5. Remedies and Sanctions

a. Civil Remedies

163 Quadra v. CA, G.R. No. 147593, July 31, 2006


Facts
• The question is whether an employee dismissed in bad faith is entitled to moral
damages.
Held
• A dismissed employee is entitled to moral damages when the dismissal is attended
by bad faith or constitutes an act oppressive to labor or is done in a manner contrary
to good morals, good customs or public policy. Exemplary damages may be awarded
if the dismissal is effected in a wanton, oppressive or malevolent manner.

b.
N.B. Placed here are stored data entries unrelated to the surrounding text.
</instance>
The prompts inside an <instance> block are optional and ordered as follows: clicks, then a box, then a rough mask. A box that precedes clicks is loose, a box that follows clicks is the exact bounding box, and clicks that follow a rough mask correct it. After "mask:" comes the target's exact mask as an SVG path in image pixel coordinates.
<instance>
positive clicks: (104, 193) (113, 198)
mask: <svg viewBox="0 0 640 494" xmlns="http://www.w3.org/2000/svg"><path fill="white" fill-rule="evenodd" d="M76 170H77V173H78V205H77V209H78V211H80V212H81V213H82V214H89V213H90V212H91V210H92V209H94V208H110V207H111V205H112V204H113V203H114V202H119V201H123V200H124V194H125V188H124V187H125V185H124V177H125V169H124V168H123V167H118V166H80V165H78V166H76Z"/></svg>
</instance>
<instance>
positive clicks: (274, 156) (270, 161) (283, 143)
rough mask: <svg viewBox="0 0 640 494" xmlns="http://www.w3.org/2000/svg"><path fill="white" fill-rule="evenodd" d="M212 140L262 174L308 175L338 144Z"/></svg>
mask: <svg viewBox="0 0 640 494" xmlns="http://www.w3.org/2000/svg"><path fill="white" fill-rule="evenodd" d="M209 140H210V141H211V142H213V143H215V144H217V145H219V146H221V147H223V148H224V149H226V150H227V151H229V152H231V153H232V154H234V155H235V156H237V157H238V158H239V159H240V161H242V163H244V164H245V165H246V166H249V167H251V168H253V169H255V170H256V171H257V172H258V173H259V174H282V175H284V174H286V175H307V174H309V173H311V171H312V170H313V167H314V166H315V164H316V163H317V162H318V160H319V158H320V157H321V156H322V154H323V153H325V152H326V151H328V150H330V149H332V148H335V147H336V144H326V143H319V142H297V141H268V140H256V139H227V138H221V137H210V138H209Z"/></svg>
Penal Remedies
• Penalties 299
o Except as otherwise provided in the Labor Code, or unless the acts
complained of hinge on a question of interpretation or implementation of
ambiguous provisions of an existing collective bargaining agreement, any
violation of the provisions of the Labor Code declared to be unlawful or
penal in nature shall be punished with a fine of not less than P1 ,000.00
nor more than P10,000.00, or imprisonment of not less than three months
nor more than three years, or both such fine and imprisonment at the
discretion of the court.
o In addition to such penalty, any alien found guilty shall be summarily
deported upon completion of service of sentence.